Leverage existing ontologies
Compilations of existing ontologies are available, such as
- the Stanford University Knowledge System AI Laboratory (KSL)’s Ontology Server,
- the National Center for Biomedical Ontology’s BioPortal,
- the Human Gene Nomenclature Committee’s gene name databases
- the Allotrope Foundation Ontologies, or
- the DAML Ontology Library (a Defense Advanced Research Projects Agency initiative).
Choose a relevant ontology to begin but be prepared for multiple challenges in adapting it to your laboratory.
Challenges to ontology development and use
You may struggle to make your chosen ontology robust enough to suit your laboratory’s needs. Existing ontologies may not cover all the specific entities and relationships relevant to your research, requiring you to either extend the ontology (which demands some expertise in semantic relationships) or find workarounds. Extending an ontology requires building consensus on the definitions and relationships, which can be a slow and challenging social process. Often, valuable laboratory data is stored in legacy systems using semantically unstructured terminology. Mapping this data to an ontology can be time-consuming as well, but it is much easier with modern data transformation tools.
The challenges don’t end with development. As with any change in an organization’s processes, you may run into resistance to adoption. Users may be unable to see a clear return on investment (ROI), such as improved data integration and knowledge discovery, before the ontology is in place. The complexity and learning curve may be another deterrent. The ontology will need to be updated continually to adapt as scientific knowledge changes. Ontologies are not mandated for data sharing and reuse, so widespread adoption is not yet happening.
Another set of challenges is found in the technical aspects of ontology implementation. Many LIMS, ELNs, and other data management platforms offer ontology tools that make it easier to integrate with existing ontologies. These could include:
- Commercial or open-source software tools for ontology management and integration
- Exchange–Transform–Load (ETL) tools
- Data modeling and mapping strategies
- Semantic web technologies (e.g., RDF, OWL)
Despite these challenges, ontology adoption is slowly increasing. The Industrial Ontologies Foundry, Open Biological and Biomedical Ontology (OBO) Foundry, and the development of more user-friendly tools like the Allotrope Simple Model or the U.S. Pharmacopoeia’s work on standardized nomenclature are removing some of these barriers.

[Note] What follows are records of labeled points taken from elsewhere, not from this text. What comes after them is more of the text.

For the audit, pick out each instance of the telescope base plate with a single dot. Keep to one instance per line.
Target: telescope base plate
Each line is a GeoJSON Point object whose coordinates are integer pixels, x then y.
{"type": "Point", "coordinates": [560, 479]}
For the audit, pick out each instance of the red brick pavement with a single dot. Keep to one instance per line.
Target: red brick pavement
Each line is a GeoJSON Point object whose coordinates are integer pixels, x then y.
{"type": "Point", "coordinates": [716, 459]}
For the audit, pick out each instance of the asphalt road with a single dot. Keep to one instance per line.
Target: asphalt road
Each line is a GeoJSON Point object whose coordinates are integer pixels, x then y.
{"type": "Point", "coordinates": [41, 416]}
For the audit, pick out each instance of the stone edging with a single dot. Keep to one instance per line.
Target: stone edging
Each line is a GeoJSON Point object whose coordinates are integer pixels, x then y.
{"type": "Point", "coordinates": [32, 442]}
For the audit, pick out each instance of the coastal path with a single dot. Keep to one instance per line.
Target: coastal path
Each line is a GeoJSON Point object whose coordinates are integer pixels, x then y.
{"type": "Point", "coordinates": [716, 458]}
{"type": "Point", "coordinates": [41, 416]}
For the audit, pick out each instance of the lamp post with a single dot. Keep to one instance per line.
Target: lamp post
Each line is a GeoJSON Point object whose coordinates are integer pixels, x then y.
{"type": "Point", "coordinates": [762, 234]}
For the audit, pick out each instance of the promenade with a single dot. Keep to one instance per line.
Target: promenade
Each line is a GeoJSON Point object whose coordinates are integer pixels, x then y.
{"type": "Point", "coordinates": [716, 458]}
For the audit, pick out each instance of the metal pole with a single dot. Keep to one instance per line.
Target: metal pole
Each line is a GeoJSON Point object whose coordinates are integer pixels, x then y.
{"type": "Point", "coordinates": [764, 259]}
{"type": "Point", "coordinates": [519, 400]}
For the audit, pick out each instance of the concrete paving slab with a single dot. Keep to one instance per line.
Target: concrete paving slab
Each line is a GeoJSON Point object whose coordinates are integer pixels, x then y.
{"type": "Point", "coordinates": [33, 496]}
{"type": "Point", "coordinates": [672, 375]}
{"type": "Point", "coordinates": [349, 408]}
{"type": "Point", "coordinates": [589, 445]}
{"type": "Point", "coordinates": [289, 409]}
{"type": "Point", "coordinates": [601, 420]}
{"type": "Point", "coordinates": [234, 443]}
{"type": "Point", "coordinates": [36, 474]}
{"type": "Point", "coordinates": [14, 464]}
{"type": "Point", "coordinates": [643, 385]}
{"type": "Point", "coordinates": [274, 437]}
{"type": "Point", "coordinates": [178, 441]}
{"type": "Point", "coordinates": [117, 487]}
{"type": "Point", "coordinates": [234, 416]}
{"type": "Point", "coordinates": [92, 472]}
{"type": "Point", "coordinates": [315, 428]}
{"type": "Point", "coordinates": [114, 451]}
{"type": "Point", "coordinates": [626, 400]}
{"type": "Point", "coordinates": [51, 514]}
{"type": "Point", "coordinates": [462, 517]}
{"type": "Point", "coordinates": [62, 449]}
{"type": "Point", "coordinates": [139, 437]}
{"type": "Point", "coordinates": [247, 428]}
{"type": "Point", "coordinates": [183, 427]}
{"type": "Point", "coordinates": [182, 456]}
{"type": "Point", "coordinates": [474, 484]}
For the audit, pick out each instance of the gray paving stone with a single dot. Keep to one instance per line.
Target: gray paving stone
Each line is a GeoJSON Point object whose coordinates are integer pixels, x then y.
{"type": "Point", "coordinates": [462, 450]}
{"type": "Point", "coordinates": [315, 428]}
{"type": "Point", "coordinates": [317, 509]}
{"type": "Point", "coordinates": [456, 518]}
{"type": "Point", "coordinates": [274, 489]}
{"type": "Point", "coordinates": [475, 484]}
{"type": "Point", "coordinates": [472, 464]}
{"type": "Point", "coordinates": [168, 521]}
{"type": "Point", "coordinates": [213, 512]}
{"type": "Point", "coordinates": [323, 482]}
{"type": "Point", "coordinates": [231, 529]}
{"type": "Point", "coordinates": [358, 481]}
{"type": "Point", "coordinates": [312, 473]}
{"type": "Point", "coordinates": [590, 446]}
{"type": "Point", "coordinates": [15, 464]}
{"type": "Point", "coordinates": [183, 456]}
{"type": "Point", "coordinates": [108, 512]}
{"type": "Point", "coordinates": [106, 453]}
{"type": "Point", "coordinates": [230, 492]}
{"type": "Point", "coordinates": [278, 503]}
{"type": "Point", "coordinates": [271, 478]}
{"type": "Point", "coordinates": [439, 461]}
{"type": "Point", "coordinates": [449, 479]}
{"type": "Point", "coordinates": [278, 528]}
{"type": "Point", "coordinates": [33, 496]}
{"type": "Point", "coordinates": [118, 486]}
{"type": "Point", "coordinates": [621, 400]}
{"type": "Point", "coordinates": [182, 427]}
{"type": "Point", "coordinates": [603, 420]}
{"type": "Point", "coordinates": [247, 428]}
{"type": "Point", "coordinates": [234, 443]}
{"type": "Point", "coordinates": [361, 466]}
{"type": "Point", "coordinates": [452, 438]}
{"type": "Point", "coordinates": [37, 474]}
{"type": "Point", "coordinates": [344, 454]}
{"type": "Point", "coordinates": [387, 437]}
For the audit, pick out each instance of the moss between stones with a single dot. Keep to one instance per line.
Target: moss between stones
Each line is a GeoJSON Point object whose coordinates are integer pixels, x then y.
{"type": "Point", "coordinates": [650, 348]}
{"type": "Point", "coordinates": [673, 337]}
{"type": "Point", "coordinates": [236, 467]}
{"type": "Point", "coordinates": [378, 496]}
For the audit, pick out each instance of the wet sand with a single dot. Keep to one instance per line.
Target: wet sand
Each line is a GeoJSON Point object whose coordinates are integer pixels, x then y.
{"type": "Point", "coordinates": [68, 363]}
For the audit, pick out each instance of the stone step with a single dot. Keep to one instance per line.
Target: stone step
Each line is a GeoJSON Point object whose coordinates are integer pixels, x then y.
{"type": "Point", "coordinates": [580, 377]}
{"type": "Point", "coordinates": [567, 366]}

As the volume and complexity of scientific data increase, the need for effective knowledge representation and integration solutions like ontologies will likely drive further adoption.
Future directions in data standardization
Ontologies are a logical next step in the continuous evolution of laboratory informatics and data management. As AI and ML adoption drive innovation in unexpected ways, having a flexible ontology to categorize serendipitous discoveries will be invaluable.
The ideal future state of laboratory data standardization enabled by ontologies encompasses several aspects, including:
- Seamless data exchange and integration across labs and institutions
- Widespread adoption of FAIR data principles
- Fully automated data analysis and knowledge discovery
- Accelerated scientific breakthroughs
Ontologies move laboratory data beyond silos into a rich, interconnected, and semantically consistent ecosystem. This transformation is vital for modern laboratory informatics. It enables the automated, large-scale data analysis required for meaningful scientific discoveries in the face of ever-expanding data sets.